However, the lab systems within OWAN cannot connect to www.oracle.com without a proxy, and not only that, when they do try to connect, it takes a long time (we've seen 7.5 minutes on glassfish-x86-1) for the connection to fail and then it fails a "no route to host" message.

glassfishrobot commented 13 years ago

@glassfishrobot Commented ap2257 said: Adding "blocking" to the bug synopsis for easy identification and upcoming bug swat meetings.

glassfishrobot commented 13 years ago

@glassfishrobot Commented anilam said: Thanks everyone for helping to solve this issue. So, this doesn't sound like a GUI specific problem, since any web application may specify this dtd and may end up failing mysteriously without knowing what maybe the cause. I am transferring this to web-container to see if it is possible to log the error so its easer for user to debug the problem. I am also downgrading this from 'blocker'.

Although the redirect should take care of the problem, we will also update the dtd URL to the oracle.com site so we don't rely on the redirect.

glassfishrobot commented 13 years ago

@glassfishrobot Commented anilam said: Think Alex and I tried to update the issue at the same time, and mine removed his changes. I will change the synopsis and put back the blocker priority since thats what QA thinks it should be.

glassfishrobot commented 13 years ago

@glassfishrobot Commented tmueller said: Anissa, The redirect is not the problem. Lab machines are still able to get to www.sun.com just fine without a proxy. It is the access to www.oracle.com after the redirect that is the problem.

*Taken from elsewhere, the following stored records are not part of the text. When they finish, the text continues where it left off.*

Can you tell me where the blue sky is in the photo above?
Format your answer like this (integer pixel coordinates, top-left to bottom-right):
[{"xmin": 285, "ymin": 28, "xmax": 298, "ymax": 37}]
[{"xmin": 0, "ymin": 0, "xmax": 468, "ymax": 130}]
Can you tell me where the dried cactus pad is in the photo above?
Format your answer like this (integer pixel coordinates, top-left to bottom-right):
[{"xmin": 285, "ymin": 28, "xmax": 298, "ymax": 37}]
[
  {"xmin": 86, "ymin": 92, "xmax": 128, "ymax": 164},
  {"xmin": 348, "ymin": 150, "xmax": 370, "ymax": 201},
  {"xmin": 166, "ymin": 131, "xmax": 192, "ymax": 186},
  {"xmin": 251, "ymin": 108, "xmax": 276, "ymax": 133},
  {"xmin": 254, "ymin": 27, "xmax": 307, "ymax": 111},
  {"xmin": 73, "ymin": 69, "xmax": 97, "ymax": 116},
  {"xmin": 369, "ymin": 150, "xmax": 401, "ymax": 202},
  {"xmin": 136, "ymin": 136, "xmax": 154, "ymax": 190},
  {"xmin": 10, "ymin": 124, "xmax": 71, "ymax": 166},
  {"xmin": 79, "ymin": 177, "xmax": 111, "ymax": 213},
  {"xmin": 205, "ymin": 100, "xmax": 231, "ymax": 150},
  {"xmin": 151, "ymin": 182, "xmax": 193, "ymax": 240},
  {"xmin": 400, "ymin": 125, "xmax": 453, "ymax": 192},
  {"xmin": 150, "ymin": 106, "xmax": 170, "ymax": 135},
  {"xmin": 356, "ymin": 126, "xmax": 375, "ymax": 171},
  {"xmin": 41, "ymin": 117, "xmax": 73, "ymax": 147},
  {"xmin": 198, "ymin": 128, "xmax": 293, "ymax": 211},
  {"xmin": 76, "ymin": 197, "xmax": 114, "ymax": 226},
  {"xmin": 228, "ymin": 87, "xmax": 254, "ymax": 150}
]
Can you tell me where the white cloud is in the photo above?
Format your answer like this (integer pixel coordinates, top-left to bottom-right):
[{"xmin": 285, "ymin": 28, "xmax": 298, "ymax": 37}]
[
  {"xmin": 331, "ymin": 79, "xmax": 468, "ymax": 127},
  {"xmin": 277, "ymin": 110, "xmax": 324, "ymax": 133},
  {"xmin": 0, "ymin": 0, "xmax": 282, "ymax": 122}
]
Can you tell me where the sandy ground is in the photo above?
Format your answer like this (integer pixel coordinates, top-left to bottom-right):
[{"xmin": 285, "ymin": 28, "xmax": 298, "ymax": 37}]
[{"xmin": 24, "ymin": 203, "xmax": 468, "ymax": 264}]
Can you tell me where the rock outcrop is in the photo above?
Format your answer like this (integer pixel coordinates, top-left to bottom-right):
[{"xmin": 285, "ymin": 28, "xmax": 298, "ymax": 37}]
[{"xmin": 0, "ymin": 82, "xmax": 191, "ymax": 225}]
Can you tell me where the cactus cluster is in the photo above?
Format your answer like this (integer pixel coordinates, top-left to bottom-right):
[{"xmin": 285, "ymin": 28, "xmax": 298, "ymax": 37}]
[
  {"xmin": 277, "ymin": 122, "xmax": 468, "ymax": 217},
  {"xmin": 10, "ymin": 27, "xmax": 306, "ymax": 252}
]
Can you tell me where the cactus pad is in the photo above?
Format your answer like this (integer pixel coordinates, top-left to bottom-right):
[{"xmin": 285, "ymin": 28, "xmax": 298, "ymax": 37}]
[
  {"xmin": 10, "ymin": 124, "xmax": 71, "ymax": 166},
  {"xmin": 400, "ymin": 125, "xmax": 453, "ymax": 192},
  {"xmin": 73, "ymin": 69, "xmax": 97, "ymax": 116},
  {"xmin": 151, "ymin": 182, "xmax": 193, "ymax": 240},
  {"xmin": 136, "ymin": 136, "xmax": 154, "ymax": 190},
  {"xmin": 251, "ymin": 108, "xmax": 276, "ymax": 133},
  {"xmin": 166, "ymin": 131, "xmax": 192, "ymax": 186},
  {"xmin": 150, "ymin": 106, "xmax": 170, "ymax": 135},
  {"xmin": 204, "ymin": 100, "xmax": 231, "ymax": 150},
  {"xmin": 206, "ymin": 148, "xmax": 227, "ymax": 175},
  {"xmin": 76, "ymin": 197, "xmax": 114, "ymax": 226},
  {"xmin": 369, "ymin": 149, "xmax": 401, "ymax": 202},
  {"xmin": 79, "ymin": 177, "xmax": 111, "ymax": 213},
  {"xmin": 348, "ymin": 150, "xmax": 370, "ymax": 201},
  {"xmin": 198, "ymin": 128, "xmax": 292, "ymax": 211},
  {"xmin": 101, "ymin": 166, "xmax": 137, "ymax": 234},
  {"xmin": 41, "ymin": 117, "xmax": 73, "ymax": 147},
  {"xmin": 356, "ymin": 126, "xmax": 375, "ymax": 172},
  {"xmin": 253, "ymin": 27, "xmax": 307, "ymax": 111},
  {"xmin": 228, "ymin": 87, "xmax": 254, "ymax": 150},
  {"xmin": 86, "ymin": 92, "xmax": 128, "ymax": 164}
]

glassfishrobot commented 13 years ago

@glassfishrobot Commented ap2257 said: I just tried by setting the proxy as a general environment setting on my setup as follows:

Proxy Setup

http_proxy=http://www-proxy.us.oracle.com:80/ export http_proxy

but I still see the same problem and I'm not able to bring up the Admin Console. I believe it should come up with my setting if the proxy is the problem. I'm not clear on what the workaround to this problem. I think we still have a problem.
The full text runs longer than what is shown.